While perhaps more honest conversations about identity are occurring today than ever before, the violence infused into identity by millennia of conflict has barely been reduced, if affected at all. Indeed, identifying with a particular political party, religion, sexuality, etc. is often considered a declaration of war on those of differing beliefs and/or existence. The abuse and toxic perceptions created by such conflicts have only fed our culture’s escapist tendencies. Now, individuals often role play characters’ adventures and/or binge watch the lives of others more than they live their own, and the face—both figurative and literal—that individuals show on social media is partly, if not wholly, a persona. Seeking to escape reality, we have become a people skilled at substituting for every part of it, including ourselves.

The Morpheum Principle is a dystopian novel that aims to explore such issues by examining the nature of perception and how escapism/self-substitution can lead to self-erasure. Set in the city-state of Morpheum—a society that has banned the public expression of personal identities and mandated that its citizenry wear masks at all times—the narrative follows the lives of the twin sisters Dalia Lorenson and Anastasia Peddlebrook. Born to an abusive mother and a negligent father, Dalia seeks to dissociate herself from their parents’ and culture’s view of her blindness while Anastasia strives to break free from being their mother’s personal slave and another mindless citizen. Both take refuge in the personas allowed during Morphuem’s masquerades, and both must decide how much of themselves they are willing to sacrifice to escape the labels and lives that hold them.

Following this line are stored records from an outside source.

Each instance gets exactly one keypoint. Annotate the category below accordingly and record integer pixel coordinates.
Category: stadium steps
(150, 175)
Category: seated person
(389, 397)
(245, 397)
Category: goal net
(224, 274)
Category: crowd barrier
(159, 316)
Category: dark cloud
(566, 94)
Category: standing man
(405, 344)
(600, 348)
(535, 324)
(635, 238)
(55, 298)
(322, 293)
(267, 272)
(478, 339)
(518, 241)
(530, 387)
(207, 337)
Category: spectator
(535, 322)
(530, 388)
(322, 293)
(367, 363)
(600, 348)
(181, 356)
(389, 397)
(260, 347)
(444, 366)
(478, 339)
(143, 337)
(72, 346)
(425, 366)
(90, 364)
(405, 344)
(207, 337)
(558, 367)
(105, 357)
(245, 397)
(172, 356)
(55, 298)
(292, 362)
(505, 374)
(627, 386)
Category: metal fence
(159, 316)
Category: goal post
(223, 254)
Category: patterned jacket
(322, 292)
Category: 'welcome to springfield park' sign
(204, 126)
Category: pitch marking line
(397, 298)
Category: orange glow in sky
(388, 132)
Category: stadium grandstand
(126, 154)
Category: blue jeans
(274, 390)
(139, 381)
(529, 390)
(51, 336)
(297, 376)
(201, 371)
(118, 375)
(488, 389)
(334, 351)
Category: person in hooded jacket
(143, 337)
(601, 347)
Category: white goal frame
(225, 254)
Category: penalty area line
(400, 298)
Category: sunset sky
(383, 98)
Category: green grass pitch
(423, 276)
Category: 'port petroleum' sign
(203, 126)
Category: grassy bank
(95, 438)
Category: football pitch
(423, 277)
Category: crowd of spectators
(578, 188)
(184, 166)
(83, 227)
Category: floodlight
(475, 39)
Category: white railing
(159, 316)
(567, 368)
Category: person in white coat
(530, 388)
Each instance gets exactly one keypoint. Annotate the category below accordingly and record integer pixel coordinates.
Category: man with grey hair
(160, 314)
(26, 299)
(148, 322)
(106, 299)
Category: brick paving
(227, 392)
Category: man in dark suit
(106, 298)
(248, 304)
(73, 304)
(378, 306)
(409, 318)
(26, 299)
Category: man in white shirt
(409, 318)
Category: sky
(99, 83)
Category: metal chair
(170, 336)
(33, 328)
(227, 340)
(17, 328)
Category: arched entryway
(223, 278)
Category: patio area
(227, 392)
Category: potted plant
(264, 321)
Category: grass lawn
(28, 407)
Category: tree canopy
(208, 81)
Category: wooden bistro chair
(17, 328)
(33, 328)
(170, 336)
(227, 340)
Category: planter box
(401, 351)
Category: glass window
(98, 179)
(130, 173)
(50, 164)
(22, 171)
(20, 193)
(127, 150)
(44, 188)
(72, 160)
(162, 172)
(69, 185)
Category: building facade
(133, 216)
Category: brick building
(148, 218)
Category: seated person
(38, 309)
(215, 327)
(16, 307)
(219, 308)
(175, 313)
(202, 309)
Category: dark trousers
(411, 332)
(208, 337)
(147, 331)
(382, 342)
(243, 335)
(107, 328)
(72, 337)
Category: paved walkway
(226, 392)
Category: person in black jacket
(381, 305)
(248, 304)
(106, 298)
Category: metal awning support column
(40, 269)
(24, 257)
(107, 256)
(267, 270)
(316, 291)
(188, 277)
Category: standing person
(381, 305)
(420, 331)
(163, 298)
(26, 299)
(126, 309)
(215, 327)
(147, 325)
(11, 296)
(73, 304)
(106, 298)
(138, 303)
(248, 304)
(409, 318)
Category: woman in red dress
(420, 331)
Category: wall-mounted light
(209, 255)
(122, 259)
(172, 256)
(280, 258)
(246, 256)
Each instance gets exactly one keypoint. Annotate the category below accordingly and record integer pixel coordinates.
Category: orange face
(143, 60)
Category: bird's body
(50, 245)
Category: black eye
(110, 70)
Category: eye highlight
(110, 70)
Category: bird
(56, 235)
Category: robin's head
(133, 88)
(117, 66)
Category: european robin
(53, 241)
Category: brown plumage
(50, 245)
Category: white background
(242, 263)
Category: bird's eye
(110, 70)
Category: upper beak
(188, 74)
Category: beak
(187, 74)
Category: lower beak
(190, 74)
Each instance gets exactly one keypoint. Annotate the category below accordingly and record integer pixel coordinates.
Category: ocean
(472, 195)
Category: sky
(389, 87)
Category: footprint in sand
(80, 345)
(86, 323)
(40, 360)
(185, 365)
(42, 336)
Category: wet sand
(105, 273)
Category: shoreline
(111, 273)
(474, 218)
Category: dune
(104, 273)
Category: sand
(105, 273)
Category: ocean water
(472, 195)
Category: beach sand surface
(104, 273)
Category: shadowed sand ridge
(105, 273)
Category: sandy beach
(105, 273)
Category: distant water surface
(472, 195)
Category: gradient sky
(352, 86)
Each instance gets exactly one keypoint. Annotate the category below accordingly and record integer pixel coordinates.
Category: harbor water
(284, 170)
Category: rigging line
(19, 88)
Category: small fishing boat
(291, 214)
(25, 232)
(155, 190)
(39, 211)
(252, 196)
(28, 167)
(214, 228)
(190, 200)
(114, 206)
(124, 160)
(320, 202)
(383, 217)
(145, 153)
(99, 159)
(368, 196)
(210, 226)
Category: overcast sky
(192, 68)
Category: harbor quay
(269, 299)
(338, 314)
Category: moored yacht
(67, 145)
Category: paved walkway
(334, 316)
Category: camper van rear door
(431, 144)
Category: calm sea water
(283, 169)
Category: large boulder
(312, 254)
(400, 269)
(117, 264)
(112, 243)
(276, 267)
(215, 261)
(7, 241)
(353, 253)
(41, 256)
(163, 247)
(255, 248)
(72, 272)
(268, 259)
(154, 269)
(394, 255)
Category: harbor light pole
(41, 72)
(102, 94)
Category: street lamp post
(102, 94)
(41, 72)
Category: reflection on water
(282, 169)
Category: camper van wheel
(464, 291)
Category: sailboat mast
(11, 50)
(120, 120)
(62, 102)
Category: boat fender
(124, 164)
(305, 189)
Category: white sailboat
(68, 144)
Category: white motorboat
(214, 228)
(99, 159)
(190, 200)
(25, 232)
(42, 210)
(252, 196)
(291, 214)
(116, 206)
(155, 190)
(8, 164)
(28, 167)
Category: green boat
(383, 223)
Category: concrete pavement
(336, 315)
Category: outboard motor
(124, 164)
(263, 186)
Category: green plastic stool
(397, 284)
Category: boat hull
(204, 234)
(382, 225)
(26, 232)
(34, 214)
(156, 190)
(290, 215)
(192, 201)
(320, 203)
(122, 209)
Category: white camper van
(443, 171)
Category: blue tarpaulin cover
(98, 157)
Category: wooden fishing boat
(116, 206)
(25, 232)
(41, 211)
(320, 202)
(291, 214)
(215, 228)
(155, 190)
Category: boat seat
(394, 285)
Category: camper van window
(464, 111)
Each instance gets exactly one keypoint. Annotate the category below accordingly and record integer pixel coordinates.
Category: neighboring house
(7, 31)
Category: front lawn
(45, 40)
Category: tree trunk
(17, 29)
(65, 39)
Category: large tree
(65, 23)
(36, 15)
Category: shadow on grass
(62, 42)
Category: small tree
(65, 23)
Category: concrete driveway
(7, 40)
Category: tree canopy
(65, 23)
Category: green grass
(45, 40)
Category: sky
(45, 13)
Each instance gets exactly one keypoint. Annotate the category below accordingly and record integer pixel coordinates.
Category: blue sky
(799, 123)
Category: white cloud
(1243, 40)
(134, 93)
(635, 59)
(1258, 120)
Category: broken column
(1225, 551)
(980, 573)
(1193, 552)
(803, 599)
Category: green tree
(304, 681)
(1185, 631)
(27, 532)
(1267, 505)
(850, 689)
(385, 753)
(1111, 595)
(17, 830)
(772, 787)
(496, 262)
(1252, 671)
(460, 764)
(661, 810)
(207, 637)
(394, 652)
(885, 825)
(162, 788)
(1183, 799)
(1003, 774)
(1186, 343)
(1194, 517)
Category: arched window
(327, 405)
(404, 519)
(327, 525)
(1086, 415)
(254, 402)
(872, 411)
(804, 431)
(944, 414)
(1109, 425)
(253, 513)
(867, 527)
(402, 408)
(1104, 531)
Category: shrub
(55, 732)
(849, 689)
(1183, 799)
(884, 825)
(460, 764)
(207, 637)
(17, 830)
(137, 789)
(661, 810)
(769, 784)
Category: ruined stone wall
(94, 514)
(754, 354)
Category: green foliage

Dalia wondered why black was the color of grief. Both glossy and matte black fabrics were used for the most elegant suits and dresses. Black striped the lionfish mask that the government had assigned her for soirees and the dress Anastasia made to match it, and their mother had called the outfit gaudy. Black was the color of night and, therefore, rest and relief from the day’s work. Anastasia had told her that black was the color of nothingness, that it was the color Dalia saw. There had certainly been times when her lack of sight angered, maybe even grieved her, but she perceived the color before her not as nothingness but more as the fabric of her reality. It was neither gaudy nor elegant, neither happy nor sad. If she had a word for it, it was stable. When she wore black, she matched the color of her world. There was a beautiful unity to that idea. Anastasia would like the balance of it.